The appellant admitted that he had come out of this building, but said that just before the officers arrived, he was walking down the alley when he met John Spangler, who had charge of this building, standing in this side door; that he stopped and chatted with him a few minutes and then obtained permission to get a drink of water inside, it being a hot July day; that as he entered, Spangler went out the alley into the street. He said that he got him a drink and then went out of the building, meeting the officers as above detailed. He denied having anything to do with the custody of the building or having anything to do with the moonshine liquor there found. It was shown that this building was leased to a third party with whom the appellant had no connection whatever. Appellant's reputation as an illicit dealer in moonshine whiskey was established. Both he and the colored man were jointly indicted and were tried together, the latter in his absence, and both found guilty, as first mentioned herein. In the case of Mullins v. Commonwealth,
"The rule that a conviction in a criminal case may be had upon circumstantial evidence alone is subject to the qualification that if the evidence be as consistent with the defendant's innocence as with his guilt, it is insufficient to support the conviction."

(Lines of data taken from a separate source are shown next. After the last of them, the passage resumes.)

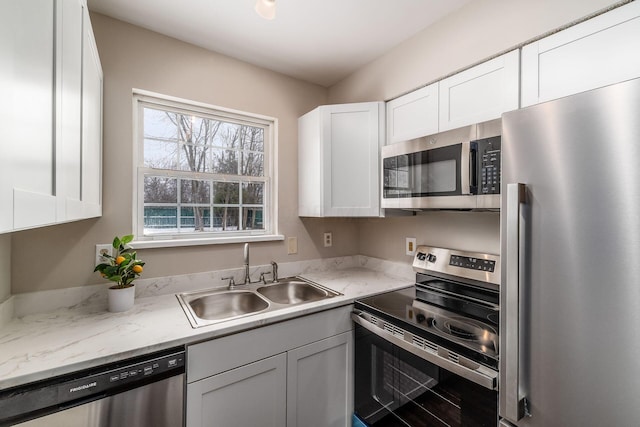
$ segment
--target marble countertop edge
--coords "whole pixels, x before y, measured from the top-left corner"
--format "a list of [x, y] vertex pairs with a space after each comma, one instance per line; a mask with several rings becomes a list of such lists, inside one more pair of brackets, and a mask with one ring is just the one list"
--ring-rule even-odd
[[0, 328], [0, 390], [258, 328], [411, 286], [410, 266], [407, 270], [402, 264], [393, 264], [367, 257], [343, 266], [333, 262], [325, 267], [310, 264], [295, 275], [342, 295], [196, 329], [189, 324], [173, 292], [138, 296], [134, 308], [126, 313], [109, 313], [100, 304], [79, 304], [15, 317]]

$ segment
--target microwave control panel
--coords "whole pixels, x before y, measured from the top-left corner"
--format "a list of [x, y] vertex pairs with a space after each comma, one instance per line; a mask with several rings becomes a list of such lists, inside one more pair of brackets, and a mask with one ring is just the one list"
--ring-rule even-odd
[[500, 194], [500, 149], [499, 136], [475, 141], [478, 150], [478, 194]]

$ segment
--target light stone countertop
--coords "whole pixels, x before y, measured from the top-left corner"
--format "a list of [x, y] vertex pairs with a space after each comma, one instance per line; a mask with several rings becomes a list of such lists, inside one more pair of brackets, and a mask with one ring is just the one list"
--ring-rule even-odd
[[134, 308], [125, 313], [78, 304], [16, 317], [0, 329], [0, 390], [348, 305], [413, 284], [410, 266], [360, 257], [355, 263], [332, 267], [307, 268], [299, 275], [341, 296], [197, 329], [191, 327], [174, 293], [138, 294]]

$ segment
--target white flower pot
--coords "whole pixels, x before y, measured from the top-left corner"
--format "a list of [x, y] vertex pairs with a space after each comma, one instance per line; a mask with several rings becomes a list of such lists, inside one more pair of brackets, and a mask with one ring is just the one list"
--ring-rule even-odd
[[109, 288], [109, 311], [118, 313], [130, 310], [136, 296], [135, 286], [128, 288]]

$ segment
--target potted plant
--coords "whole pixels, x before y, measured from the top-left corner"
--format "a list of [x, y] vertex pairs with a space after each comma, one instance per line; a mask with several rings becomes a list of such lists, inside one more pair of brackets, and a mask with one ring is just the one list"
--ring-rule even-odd
[[136, 258], [136, 252], [128, 246], [133, 235], [116, 236], [113, 239], [113, 254], [105, 254], [108, 262], [98, 264], [93, 270], [112, 282], [109, 292], [109, 311], [127, 311], [133, 307], [135, 288], [133, 281], [142, 273], [144, 262]]

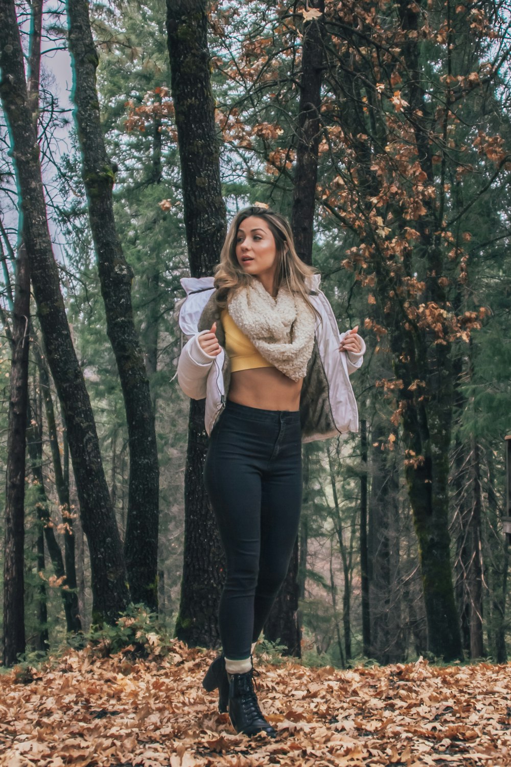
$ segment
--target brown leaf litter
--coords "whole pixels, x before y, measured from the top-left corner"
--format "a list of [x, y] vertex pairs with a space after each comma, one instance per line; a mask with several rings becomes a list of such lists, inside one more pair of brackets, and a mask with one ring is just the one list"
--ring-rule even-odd
[[[511, 765], [509, 665], [349, 670], [257, 659], [274, 740], [236, 735], [201, 681], [213, 653], [90, 650], [0, 676], [0, 767]], [[22, 683], [22, 682], [25, 683]]]

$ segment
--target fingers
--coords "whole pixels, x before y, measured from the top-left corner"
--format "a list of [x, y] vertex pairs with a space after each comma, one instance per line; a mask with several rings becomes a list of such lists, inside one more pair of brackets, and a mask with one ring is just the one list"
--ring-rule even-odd
[[203, 333], [198, 339], [198, 345], [202, 349], [202, 351], [205, 351], [206, 354], [209, 354], [210, 357], [216, 357], [221, 351], [221, 347], [215, 334], [217, 324], [214, 322], [209, 333]]
[[342, 341], [339, 344], [339, 351], [352, 351], [355, 354], [359, 354], [362, 351], [362, 344], [360, 338], [356, 335], [359, 326], [356, 325], [352, 330], [348, 331]]

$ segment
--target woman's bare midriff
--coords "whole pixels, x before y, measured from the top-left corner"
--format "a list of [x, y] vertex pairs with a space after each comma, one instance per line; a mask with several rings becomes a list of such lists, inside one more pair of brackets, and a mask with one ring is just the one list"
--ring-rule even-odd
[[302, 380], [291, 380], [276, 367], [237, 370], [231, 375], [228, 399], [263, 410], [298, 410]]

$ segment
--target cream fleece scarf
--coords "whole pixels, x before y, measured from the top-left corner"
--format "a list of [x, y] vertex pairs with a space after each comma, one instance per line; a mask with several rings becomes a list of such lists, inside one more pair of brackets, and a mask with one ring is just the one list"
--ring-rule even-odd
[[303, 378], [314, 345], [316, 318], [285, 285], [277, 298], [257, 279], [228, 302], [231, 317], [257, 351], [293, 381]]

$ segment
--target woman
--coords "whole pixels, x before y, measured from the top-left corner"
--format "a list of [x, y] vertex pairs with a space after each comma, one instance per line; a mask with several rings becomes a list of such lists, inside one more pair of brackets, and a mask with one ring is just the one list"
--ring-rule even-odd
[[218, 688], [237, 732], [274, 736], [254, 691], [251, 653], [298, 531], [301, 442], [358, 430], [349, 374], [365, 347], [356, 328], [339, 336], [289, 223], [263, 206], [234, 218], [214, 281], [182, 282], [179, 323], [192, 337], [178, 380], [189, 397], [206, 398], [205, 482], [226, 558], [223, 652], [203, 685]]

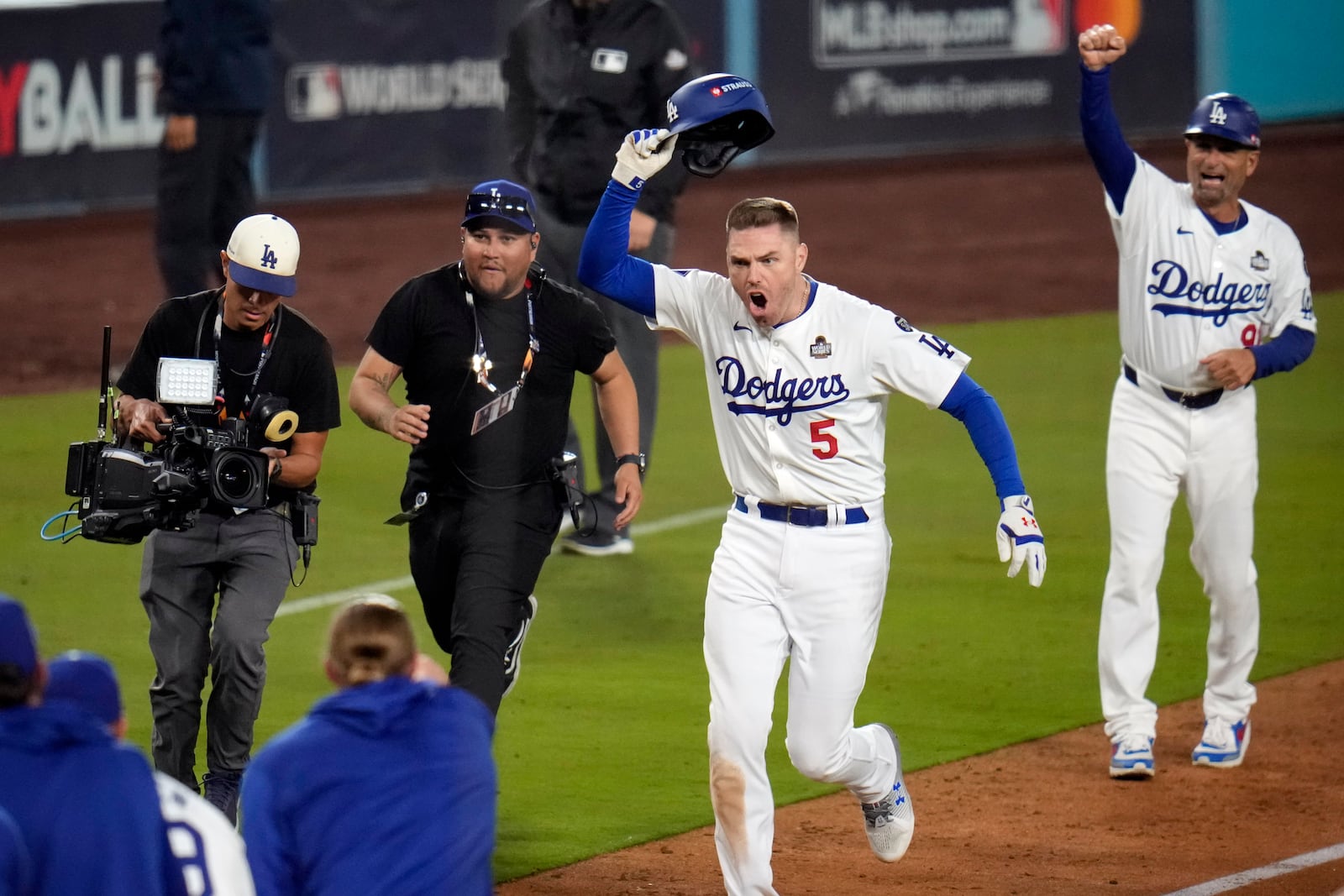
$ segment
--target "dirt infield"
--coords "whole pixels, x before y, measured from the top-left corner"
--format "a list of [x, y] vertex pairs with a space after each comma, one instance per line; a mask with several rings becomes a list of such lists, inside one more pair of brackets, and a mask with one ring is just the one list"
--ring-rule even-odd
[[[1177, 140], [1141, 152], [1181, 173]], [[1317, 292], [1344, 289], [1344, 124], [1270, 129], [1247, 197], [1294, 227]], [[1114, 308], [1114, 244], [1082, 149], [982, 152], [789, 169], [737, 167], [683, 200], [676, 263], [723, 265], [723, 215], [750, 195], [792, 200], [820, 279], [918, 325]], [[351, 364], [378, 308], [407, 277], [456, 258], [461, 192], [277, 204], [302, 239], [294, 305]], [[0, 392], [97, 388], [101, 329], [124, 361], [161, 298], [148, 211], [0, 222]], [[544, 235], [543, 235], [544, 238]], [[1038, 363], [1048, 363], [1038, 356]], [[1110, 361], [1107, 361], [1110, 363]], [[1167, 893], [1344, 842], [1344, 662], [1261, 682], [1245, 767], [1195, 770], [1199, 707], [1164, 711], [1159, 774], [1105, 774], [1099, 728], [1067, 732], [910, 778], [909, 856], [867, 852], [847, 795], [778, 813], [774, 866], [789, 893]], [[1239, 893], [1331, 893], [1344, 861]], [[722, 892], [712, 834], [512, 881], [501, 896]]]
[[[917, 771], [906, 778], [915, 838], [895, 865], [868, 852], [849, 794], [786, 806], [775, 813], [775, 887], [790, 896], [1156, 896], [1344, 842], [1335, 770], [1344, 661], [1257, 686], [1241, 768], [1191, 764], [1203, 728], [1192, 700], [1163, 709], [1152, 780], [1107, 776], [1101, 725]], [[1344, 860], [1235, 892], [1327, 896], [1340, 887]], [[714, 896], [723, 884], [714, 829], [703, 827], [496, 892]]]

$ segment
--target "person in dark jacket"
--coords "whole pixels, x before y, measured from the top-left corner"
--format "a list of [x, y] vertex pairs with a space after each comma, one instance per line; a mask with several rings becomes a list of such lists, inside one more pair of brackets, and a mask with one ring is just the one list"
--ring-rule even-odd
[[83, 709], [43, 704], [46, 680], [27, 611], [0, 594], [0, 810], [27, 853], [19, 892], [187, 896], [149, 763]]
[[[606, 189], [610, 146], [650, 121], [665, 121], [667, 99], [694, 77], [689, 42], [661, 0], [536, 0], [508, 35], [503, 62], [508, 99], [504, 128], [513, 173], [536, 197], [538, 230], [546, 240], [538, 262], [548, 277], [582, 290], [579, 247], [589, 219]], [[676, 199], [685, 187], [679, 165], [650, 183], [630, 218], [632, 254], [667, 263], [672, 257]], [[644, 318], [589, 292], [606, 317], [640, 402], [640, 451], [653, 445], [659, 394], [659, 340]], [[594, 411], [595, 411], [594, 404]], [[594, 412], [594, 419], [598, 414]], [[593, 500], [591, 532], [560, 540], [573, 553], [602, 556], [634, 549], [616, 517], [617, 453], [595, 430], [601, 486]], [[570, 423], [566, 449], [582, 457]], [[585, 481], [581, 463], [578, 480]]]
[[396, 600], [336, 613], [324, 666], [339, 690], [243, 775], [258, 896], [489, 896], [495, 717], [466, 690], [413, 678], [425, 662]]
[[271, 89], [270, 0], [165, 0], [155, 250], [164, 296], [223, 282], [219, 250], [255, 211], [251, 154]]

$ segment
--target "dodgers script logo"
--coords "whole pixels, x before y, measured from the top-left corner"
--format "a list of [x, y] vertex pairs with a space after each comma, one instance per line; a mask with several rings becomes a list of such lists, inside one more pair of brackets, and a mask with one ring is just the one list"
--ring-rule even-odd
[[780, 426], [788, 426], [798, 411], [816, 411], [849, 398], [849, 390], [839, 373], [784, 379], [784, 371], [775, 368], [774, 377], [765, 380], [759, 376], [747, 376], [742, 361], [728, 355], [715, 361], [715, 369], [719, 371], [719, 386], [724, 395], [731, 399], [750, 399], [750, 402], [730, 400], [730, 411], [739, 415], [773, 416], [780, 420]]
[[1160, 261], [1152, 267], [1153, 281], [1148, 283], [1149, 296], [1181, 298], [1184, 302], [1156, 302], [1154, 312], [1164, 317], [1189, 314], [1210, 317], [1214, 326], [1222, 326], [1234, 314], [1251, 314], [1265, 310], [1270, 302], [1271, 283], [1223, 282], [1223, 274], [1207, 283], [1192, 279], [1177, 262]]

When analyzed, the testimony for the Commonwealth establishes only that the appellant left a building not in his possession, nor under his control, in which a *707 colored man and moonshine liquor were found. These facts are just as consistent with the appellant's innocence as they are with his guilt, and, under the rule of the Mullins case, a conviction on such evidence alone cannot stand. Judgment reversed, with directions to grant appellant a new trial in conformity with this opinion.